Having the employee conduct a written self-evaluation beforehand is helpful. It helps the employee explain the value of their contributions as well as remind the manager of them.
The National Federation of Independent Business suggests that managers create a description for each job they supervise and make sure the employee knows the contents of the job description prior to holding the reviews.
Managers should also keep track of records, such as absenteeism and tardiness, and keep notes to document specific examples of work done well or poorly.
The NFIB has many tools and tips for managing employees on its Web site: www.nfib.com.
Some companies may prefer to handle all of their employee reviews during the same time of year over the course of several weeks. Meanwhile, other companies may prefer to review each individual employee on his or her anniversary date.
One of the most challenging rules for bosses in writing and conducting performance reviews is to stay away from anything personal or unrelated to the job. Even though a worker’s personality may influence how they do the job, it’s important for the manager to avoid judgments — “Bob’s a procrastinator” — and to instead document how the trait affects performance — “Bob’s reports missed deadlines in June, July and September.”
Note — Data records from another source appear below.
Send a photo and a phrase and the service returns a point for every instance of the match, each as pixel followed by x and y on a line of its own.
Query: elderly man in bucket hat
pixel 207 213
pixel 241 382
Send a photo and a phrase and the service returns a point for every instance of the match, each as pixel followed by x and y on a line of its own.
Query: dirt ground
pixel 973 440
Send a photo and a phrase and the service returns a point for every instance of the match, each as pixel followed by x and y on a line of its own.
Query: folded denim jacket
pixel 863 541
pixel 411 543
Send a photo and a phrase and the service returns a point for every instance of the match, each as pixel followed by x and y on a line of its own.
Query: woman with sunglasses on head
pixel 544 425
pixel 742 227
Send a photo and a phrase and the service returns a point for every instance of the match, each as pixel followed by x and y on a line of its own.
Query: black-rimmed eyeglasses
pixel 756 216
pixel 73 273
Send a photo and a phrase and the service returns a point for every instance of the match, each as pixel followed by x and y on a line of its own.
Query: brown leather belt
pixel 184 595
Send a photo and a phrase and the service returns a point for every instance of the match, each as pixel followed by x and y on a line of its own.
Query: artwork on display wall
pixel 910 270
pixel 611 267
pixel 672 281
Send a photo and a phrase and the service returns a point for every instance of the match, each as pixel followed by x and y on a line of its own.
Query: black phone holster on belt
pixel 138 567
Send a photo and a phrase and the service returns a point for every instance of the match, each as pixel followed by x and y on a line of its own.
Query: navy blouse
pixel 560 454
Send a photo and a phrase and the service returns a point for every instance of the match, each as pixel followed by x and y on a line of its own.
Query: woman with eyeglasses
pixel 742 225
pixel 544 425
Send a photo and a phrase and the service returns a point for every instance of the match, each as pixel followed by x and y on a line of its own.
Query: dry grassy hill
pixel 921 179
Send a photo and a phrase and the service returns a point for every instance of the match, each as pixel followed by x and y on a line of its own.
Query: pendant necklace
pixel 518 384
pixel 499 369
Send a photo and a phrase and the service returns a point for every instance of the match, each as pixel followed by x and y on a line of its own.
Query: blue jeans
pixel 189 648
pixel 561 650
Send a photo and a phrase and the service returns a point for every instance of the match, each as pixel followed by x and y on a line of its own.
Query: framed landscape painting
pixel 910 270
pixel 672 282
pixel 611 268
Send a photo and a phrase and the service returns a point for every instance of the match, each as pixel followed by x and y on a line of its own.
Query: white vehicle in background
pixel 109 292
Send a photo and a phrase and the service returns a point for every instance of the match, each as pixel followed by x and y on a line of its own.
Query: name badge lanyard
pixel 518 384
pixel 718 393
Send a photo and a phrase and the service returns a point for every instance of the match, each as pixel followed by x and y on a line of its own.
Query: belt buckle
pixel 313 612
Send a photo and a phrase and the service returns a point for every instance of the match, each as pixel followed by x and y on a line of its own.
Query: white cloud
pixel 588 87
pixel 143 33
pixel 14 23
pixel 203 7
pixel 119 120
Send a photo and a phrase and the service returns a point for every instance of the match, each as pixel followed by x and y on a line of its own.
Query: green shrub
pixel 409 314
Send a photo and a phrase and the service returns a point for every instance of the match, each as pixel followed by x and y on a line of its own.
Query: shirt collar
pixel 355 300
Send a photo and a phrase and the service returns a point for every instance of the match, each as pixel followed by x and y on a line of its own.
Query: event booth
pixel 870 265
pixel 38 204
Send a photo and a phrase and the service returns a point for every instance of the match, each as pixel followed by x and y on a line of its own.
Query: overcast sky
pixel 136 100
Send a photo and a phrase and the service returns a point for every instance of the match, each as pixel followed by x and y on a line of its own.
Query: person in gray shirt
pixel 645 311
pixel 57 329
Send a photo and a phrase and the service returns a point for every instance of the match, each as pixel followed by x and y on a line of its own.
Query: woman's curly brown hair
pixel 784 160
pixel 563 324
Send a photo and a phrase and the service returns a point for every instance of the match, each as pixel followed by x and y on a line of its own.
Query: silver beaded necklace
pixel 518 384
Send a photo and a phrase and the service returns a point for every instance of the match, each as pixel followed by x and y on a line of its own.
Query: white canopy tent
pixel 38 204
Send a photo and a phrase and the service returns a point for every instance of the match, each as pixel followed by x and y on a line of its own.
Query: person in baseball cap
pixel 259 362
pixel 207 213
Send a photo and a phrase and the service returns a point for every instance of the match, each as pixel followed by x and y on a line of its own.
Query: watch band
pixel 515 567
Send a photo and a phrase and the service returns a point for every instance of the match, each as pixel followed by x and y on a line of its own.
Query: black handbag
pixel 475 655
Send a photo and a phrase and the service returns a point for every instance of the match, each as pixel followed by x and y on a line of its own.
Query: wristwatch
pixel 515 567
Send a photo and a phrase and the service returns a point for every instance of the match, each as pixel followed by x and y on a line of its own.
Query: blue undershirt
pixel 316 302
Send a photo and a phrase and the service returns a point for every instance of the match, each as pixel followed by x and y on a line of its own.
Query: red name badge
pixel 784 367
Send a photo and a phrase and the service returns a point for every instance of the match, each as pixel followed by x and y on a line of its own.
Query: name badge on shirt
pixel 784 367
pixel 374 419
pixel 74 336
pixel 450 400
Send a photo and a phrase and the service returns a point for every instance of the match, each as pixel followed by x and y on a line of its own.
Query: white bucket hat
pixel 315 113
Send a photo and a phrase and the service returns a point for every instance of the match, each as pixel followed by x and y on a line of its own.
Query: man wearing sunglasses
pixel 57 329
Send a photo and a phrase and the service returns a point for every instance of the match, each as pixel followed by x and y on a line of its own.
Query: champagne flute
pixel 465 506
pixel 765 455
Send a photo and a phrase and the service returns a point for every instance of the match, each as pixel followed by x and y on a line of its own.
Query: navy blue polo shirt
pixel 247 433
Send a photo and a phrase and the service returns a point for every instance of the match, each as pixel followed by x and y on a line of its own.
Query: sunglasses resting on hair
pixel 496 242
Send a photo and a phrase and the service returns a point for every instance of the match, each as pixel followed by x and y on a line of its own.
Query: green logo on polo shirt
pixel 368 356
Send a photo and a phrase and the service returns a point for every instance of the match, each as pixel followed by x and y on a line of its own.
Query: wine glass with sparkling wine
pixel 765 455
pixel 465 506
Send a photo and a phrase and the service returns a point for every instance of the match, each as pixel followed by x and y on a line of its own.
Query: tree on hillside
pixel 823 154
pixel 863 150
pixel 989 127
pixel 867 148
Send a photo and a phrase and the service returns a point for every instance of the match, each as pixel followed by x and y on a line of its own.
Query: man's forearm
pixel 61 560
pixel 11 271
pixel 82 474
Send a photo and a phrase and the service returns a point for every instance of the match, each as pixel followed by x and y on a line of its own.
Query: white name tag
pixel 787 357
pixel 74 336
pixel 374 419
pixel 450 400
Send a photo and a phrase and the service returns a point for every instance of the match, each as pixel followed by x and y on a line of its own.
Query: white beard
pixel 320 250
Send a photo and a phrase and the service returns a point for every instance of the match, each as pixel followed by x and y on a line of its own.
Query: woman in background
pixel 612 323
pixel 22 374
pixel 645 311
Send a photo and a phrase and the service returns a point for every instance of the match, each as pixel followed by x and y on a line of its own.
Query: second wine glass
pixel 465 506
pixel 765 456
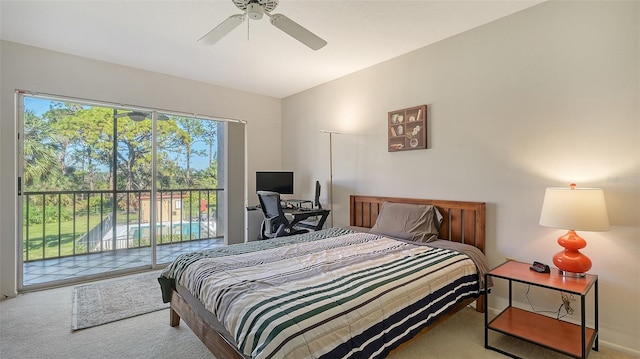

“The review is about the work and how well it is being performed,” Keary said. “It is not about the employee’s private life, personality traits or anything else that is not about the job.”
Adams said not to bring up anything that is protected by the law, such as time off related to a disability or absences covered by the Family Medical Leave Act.
Adams also said it is important that the manager not compare the employee to others in the company. The manager should be comparing the individual to the specified job requirements.
Reviews should also be given one-on-one. The process can be especially intimidating if the employee is outnumbered by managers. However, if an employee is known to respond aggressively, and the review is going to be negative, it is a good idea to have a human resources representative in the room.
Keary said reviews are effective management tools if they are done often and done well.
“People should be told often how they’re doing and how they can improve,” Keary said. “It should be a normal part of managing people. If that is done, then the annual review is just a summary without surprises, and it’s a good experience.”
Performance reviews often determine if an employee should get a raise, how much of a raise, as well as if they can handle, or even want, a promotion.
Both Adams and Keary said deserving employees most likely will get raises even in challenging economic times.
“While the economy might negatively affect the merit increase budget, strong performers will still look for financial rewards,” Adams said. “Their reward should be differentiated clearly from the merit increase received by average performers. In the past, this differentiation was often only a percentage point or less.”